Once you’ve survived the initial implementation, it’s time to advocate for a system that doesn’t just compensate you for pain but actively works to reduce it. This is the real goal. A healthy on-call culture is a sign of a mature engineering organization.

Building a Better System:

Invest in Observability, Not Just Monitoring: Monitoring tells you when something is broken. Observability helps you ask questions to figure out why. Stop waking people up for noisy, non-actionable alerts. An alert should be a symptom of real user impact, not a server hiccup.
Define SLOs and Error Budgets: Service Level Objectives (SLOs) formally define your reliability targets. If your user-login service needs to be 99.9% available, that’s your target. Your Error Budget is the 0.1% of the time it’s allowed to fail. You only page someone when you are in danger of burning through that budget. This moves the conversation from “Is the server okay?” to “Is the user experience okay?”.
Blameless Post-mortems: When things break (and they will), the goal is to learn, not to blame. A good post-mortem focuses on systemic failures (“Why did our alerting system fail to detect this sooner?”) not individual mistakes (“Why did Bob push that commit?”).
Actionable Alerts with Runbooks: Every single alert that can wake a human up needs a corresponding runbook.

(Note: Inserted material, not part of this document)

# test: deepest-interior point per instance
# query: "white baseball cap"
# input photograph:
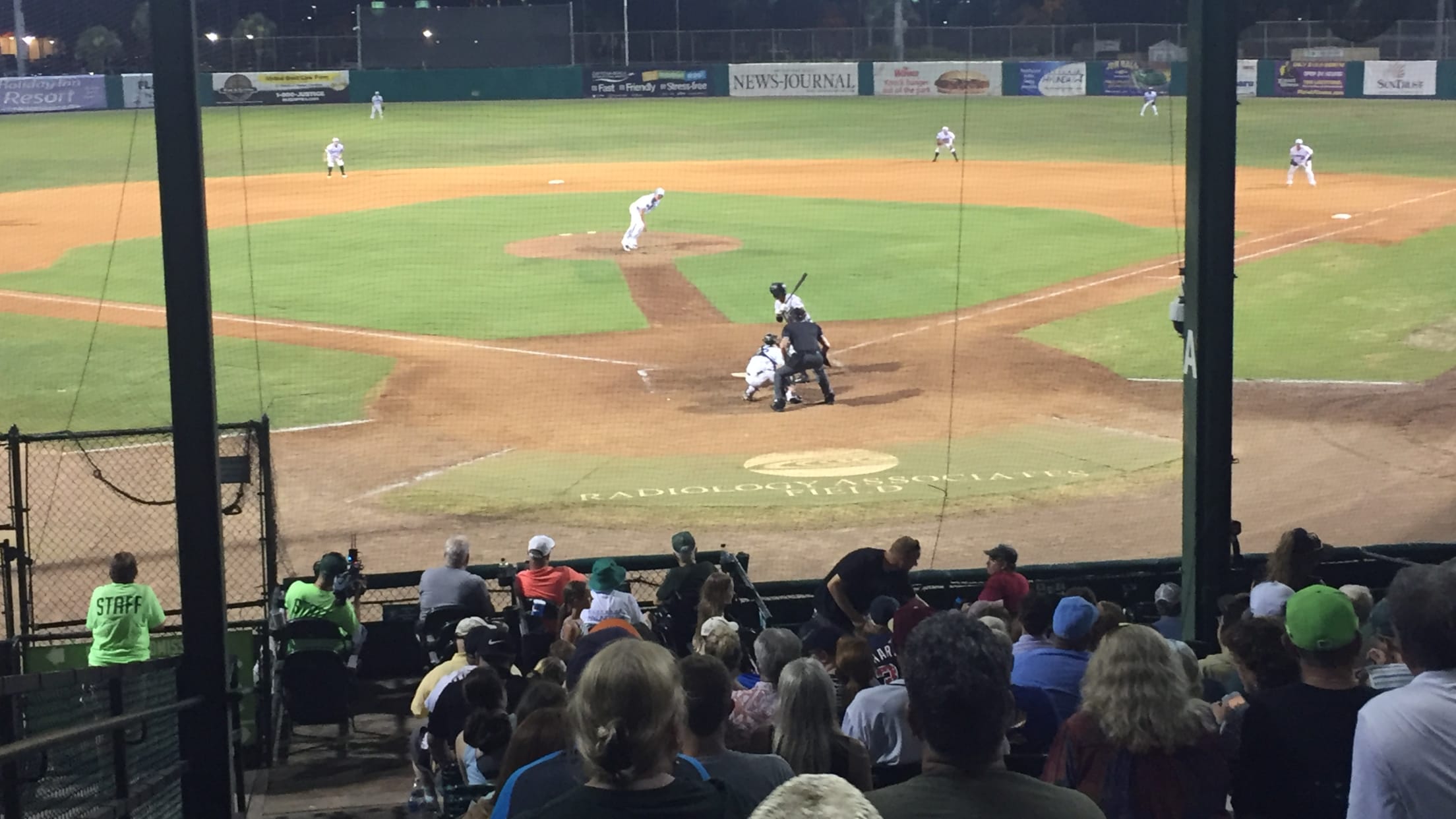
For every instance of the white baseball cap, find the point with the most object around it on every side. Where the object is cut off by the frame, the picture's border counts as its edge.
(541, 545)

It should explain the likely impact, where to look first, and common remediation steps.

Compare this bad alert…

{
  "alert": "CPU > 90% on prod-db-01",
  "severity": "CRITICAL"
}

…to this good alert:

{
  "alert": "P99 Checkout API latency > 750ms",
  "severity": "CRITICAL",
  "impact": "Users may be unable to complete purchases. Potential revenue loss.",
  "slo_status": "Error budget for 'checkout_api' is burning 10x faster than normal.",
  "runbook": "https://wiki.techresolve.net/runbooks/checkout-api-latency"
}

Solution 3: The ‘Nuclear’ Option

What if management says no to everything? No money, no phone, just “do it, it’s part of your job.” You have a choice to make. The ‘Nuclear’ Option is a last resort, and it’s about setting hard, professional boundaries.

It sounds like this:

“I understand the business need for 24/7 coverage. However, being on-call is a significant responsibility that extends beyond my standard job description and hours. I am happy to participate in a rotation once we have a formal, written policy in place that includes fair compensation and clear guidelines. Until then, I will continue to be available to address critical issues during my normal working hours.”

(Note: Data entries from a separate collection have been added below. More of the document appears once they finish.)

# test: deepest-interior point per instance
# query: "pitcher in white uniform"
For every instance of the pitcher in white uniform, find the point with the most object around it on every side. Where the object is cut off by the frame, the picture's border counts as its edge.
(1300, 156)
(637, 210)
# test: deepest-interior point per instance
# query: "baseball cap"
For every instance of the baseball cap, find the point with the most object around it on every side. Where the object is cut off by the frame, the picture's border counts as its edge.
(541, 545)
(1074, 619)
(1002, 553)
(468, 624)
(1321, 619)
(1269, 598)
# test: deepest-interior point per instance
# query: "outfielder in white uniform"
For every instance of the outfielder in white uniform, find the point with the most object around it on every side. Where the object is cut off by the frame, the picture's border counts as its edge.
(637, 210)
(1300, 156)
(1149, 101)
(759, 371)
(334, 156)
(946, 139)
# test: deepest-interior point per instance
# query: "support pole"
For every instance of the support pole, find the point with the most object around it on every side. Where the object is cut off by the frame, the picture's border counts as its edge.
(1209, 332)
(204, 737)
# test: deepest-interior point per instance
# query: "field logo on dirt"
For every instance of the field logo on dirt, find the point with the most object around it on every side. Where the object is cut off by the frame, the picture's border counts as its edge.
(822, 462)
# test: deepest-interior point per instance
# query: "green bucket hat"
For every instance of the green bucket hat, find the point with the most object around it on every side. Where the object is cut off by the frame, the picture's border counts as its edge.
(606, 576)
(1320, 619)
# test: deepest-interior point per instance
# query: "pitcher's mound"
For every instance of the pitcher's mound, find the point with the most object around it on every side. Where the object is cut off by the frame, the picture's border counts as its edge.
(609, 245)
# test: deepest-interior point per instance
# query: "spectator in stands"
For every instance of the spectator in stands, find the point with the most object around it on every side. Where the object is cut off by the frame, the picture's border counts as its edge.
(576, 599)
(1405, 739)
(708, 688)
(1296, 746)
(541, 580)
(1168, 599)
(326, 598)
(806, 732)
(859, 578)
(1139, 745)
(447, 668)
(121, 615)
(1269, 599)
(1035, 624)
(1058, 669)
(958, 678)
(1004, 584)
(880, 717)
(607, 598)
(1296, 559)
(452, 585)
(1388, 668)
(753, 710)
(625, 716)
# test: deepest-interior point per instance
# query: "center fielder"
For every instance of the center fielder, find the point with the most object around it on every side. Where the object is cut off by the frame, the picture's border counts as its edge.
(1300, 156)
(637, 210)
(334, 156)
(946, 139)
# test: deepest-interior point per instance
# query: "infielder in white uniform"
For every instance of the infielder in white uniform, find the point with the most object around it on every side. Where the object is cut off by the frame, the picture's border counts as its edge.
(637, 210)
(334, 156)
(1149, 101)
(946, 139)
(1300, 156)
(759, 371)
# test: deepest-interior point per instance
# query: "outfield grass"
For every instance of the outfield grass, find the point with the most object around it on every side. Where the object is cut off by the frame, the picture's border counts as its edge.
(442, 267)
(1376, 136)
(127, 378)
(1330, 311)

This is a high-risk, high-reward move. In a toxic workplace, it might get you labeled as “not a team player” or worse. In a healthy workplace, it can be the catalyst that forces management to take the issue seriously. You are not refusing to work; you are refusing to be exploited. Sometimes, the most powerful tool you have is your willingness to protect your own time and well-being. And if the company can’t respect that, well, there are a lot of other companies out there hiring.

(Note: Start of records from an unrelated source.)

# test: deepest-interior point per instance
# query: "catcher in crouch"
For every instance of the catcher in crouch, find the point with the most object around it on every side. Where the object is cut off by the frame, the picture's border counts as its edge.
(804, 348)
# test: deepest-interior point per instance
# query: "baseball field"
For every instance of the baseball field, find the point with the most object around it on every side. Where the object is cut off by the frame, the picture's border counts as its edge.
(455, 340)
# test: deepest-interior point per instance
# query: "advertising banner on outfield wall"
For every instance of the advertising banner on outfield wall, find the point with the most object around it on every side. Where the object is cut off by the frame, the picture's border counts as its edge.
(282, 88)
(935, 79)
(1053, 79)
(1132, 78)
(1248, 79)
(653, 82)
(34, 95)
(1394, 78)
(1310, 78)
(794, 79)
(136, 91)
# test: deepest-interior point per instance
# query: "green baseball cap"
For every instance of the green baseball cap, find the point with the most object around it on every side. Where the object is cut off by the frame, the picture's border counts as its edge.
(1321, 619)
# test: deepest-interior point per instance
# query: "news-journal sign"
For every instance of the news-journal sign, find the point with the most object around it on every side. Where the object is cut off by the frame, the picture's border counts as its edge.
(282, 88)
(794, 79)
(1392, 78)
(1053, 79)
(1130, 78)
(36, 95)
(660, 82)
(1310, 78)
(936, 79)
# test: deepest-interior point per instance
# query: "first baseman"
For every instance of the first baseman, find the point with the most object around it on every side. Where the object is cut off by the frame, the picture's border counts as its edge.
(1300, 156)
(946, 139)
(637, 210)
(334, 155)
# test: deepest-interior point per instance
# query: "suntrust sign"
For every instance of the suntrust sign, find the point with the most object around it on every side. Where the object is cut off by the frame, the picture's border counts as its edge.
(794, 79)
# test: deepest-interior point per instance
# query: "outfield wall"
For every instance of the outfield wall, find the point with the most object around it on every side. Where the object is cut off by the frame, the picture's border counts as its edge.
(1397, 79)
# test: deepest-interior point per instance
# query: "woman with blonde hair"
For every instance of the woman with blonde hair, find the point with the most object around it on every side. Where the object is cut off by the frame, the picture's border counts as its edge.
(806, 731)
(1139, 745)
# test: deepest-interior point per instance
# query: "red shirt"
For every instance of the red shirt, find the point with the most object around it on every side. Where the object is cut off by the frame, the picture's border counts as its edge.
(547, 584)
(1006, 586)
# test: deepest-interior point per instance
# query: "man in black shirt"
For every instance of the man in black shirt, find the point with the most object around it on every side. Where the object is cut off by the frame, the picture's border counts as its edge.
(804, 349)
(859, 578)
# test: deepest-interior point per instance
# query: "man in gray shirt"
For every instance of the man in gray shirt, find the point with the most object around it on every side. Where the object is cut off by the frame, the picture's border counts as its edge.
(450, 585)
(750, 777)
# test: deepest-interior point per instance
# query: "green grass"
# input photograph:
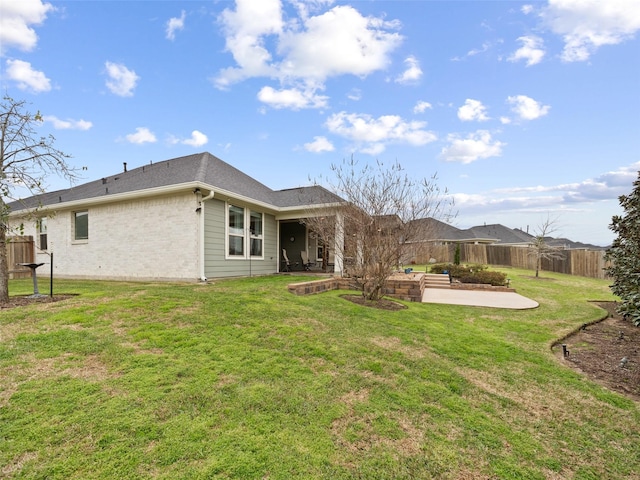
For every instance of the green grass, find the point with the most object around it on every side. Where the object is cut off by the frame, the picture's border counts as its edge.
(240, 379)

Topic	Bare Minimum	Sustainable Culture	What to Avoid
Compensation	Weekly Stipend + Hourly Pay	Fair Stipend + Time-off-in-lieu	“It’s part of your salary.”
Equipment	Company-provided Phone & Plan	Company Phone + Laptop	“Just use your personal phone.”
Alerting	Defined Escalation Path	SLO-based, Actionable Alerts	“Page on every CPU spike.”
Process	Clear Schedule	Blameless Post-mortems	“Figure it out as you go.”